Services are pending.
“Baylor University has lost a cherished, fiercely dedicated and visionary servant leader in Dr. Diana Garland, the inaugural dean of the School of Social Work, which now bears her name,” said Baylor President and Chancellor Ken Starr. “Dean Garland prayerfully and powerfully guided the school in its growth from the very beginning as a fledgling department to its standing today as an independent, nationally recognized school known for research excellence and unwavering Christian commitment.”
In the last months of her life, Garland and her husband, himself the former dean of Baylor’s Truett Seminary, lived in Colorado, where friends and colleagues say she marveled at the natural beauty of God’s creation.
To honor her service to the school, Baylor’s board of regents renamed the School of Social Work in her honor in April.
“Diana is known throughout the profession as the image of the integration of faith and practice. We use that phrase to describe our school, as what we want our students to learn, and it is the essence of Diana Garland. Her social work teaching, research, writing and leadership were all expressions of her faith,” said Jon E. Singletary, interim dean and holder of The Diana R. Garland Endowed Chair of Child and Family Studies.
“I have worked for Diana for almost 15 years, and I am so grateful for the way she took me under her wing and modeled faithful, servant leadership for me. She was my dean and my mentor, and she was my friend and inspiration. She expected a lot from me, she gave a ton of herself to me, and most importantly, I always knew she loved me and was proud of me.”
‘Legacy of changed lives’
Starr said Garland’s work “leaves a legacy of changed lives, healed families, strengthened congregations and expanded frontiers of knowledge in the field of social work.”
The Garlands joined the Baylor faculty in 1997. The next year, Diana Garland was named director of the university’s then-new Center for Family and Community Ministries. She became chair of the social work department in 2001 and, in 2005, was named inaugural dean of the School of Social Work.

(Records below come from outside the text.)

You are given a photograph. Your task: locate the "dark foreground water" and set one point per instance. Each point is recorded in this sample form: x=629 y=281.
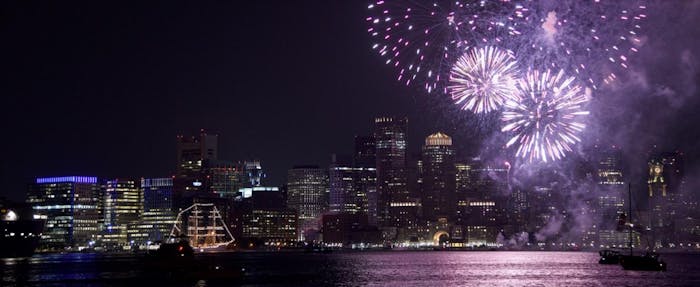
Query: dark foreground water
x=356 y=269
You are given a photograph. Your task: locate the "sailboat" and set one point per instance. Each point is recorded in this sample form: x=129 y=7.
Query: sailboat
x=650 y=261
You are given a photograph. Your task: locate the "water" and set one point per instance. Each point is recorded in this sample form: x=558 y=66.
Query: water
x=409 y=268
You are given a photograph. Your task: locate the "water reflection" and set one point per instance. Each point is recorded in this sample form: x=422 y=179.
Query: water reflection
x=361 y=268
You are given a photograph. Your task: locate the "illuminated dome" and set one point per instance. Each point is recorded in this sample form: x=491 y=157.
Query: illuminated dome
x=9 y=215
x=438 y=138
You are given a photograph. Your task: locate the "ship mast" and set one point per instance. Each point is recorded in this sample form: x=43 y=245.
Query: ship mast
x=629 y=210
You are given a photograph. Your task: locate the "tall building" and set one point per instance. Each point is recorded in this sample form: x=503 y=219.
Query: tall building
x=351 y=187
x=265 y=219
x=611 y=196
x=226 y=178
x=193 y=156
x=121 y=206
x=484 y=202
x=70 y=206
x=438 y=178
x=254 y=172
x=365 y=151
x=665 y=187
x=307 y=193
x=397 y=206
x=157 y=217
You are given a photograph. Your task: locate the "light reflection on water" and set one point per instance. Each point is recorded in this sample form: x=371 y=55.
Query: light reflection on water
x=365 y=269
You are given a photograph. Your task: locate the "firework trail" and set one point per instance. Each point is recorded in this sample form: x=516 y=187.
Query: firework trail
x=483 y=79
x=577 y=35
x=547 y=119
x=423 y=40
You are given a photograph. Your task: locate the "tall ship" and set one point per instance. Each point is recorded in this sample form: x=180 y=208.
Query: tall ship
x=203 y=226
x=21 y=232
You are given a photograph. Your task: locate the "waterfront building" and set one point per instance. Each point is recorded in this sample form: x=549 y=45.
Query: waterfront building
x=438 y=178
x=157 y=218
x=307 y=193
x=70 y=205
x=121 y=205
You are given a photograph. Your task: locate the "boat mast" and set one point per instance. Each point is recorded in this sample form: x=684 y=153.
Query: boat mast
x=629 y=210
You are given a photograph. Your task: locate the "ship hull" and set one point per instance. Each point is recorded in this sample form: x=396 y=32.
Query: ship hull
x=20 y=238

Garland earned her undergraduate, master’s and doctoral degrees from the University of Louisville in Kentucky. She served for 17 years as professor of Christian family ministry and social work at the Southern Baptist Theological Seminary in Louisville. She also served as dean of the Carver School of Church Social Work and director of the Center for Family Ministries.
Baylor social work professor Preston Dyer hired Garland to help Baylor move the undergraduate social work program to a full-service and nationally recognized School of Social Work, which admitted its first Ph.D. cohort in 2013.

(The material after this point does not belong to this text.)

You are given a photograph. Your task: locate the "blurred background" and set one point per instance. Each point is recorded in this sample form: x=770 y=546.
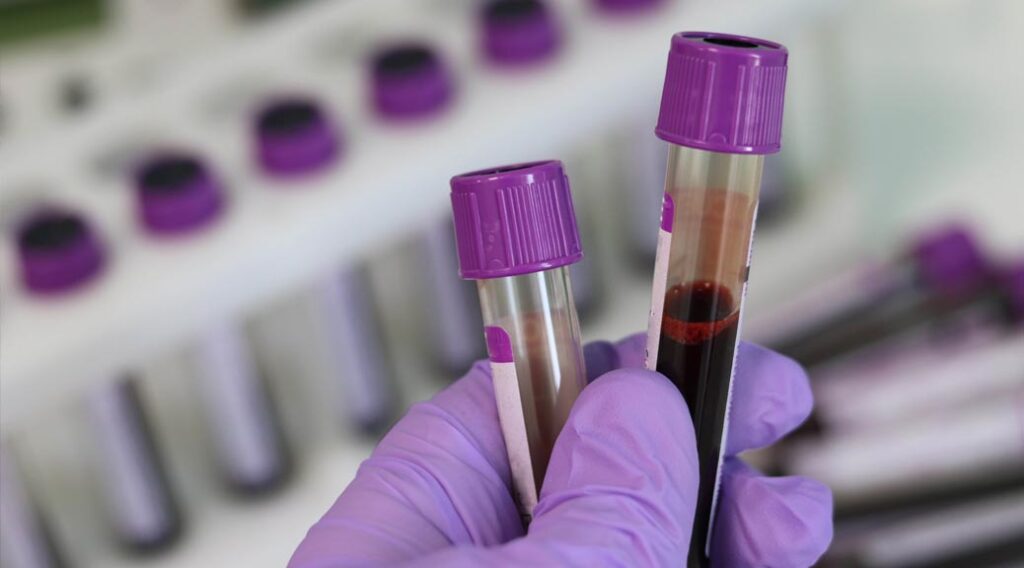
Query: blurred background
x=227 y=261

“I’ve known many people who had a new idea a minute but few who had the ability to put those ideas into action,” Dyer said. “Diana had so many good ideas that sometimes I got a headache just hearing them, but she was one of the few that could take an idea and carry it to fulfillment. She was one of a kind in many ways — talented social worker, creative teacher, excellent writer and researcher, and a strong administrator.”

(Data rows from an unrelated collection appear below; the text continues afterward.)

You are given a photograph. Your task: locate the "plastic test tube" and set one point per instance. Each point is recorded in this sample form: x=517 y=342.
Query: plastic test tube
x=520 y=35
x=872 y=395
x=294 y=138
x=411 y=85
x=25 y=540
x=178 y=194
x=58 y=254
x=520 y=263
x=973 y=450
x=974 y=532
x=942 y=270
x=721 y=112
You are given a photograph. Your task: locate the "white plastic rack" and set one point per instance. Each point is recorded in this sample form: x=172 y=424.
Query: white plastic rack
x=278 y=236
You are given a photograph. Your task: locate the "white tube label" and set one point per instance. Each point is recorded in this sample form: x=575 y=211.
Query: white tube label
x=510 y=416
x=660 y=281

Garland was author, co-author or editor of 21 books and more than 100 academic articles, according to a release from Baylor. Some of her literary works include “Flawed Families of the Bible: How God’s Grace Works Through Imperfect Relationships,” “Inside Out Families: Living the Faith Together,” “Family Ministry: A Comprehensive Guide” and her latest book, “Why I Am a Social Worker: 25 Christians Tell Their Life Stories.” She had served as editor of the Journal of Family and Community Ministries since 1993.
Kevin Pranoto, who will graduate from Baylor in May with a master’s in divinity and a master’s in social work, said Garland was a very caring person who always had time for her students, no matter how busy she was. He said she taught him how to be a leader, adding that her strength and resiliency was an example for others.
“Her life gave people hope, and as one of my friends prayed so beautifully, ‘It’s because of people like her we know that you are real,’ ” Pranoto said. “I want to lead just like her. She exemplifies great leadership through her service, humility, courage and integrity.
“She has taught me how to integrate my Christian faith in the field of social work. She has empowered me to lead, being so thoughtful as to ask for my opinions and feedback even though I was just a student. She taught me how to persevere. Even during her last days, she replied to my emails with humor and care, genuinely asking me how I was doing from her hospital bed. . . . Her spirit lives strong inside each and every one of us because the truth is, no one can leave her presence and not be changed for the better.” Garland is survived by her husband, David; daughter, Sarah, and her husband, Matthew; son, John, and his wife, Abby; three granddaughters, Aurora Grace, Azalea Faith and Tess Moran; and one grandson, Matthew Edward.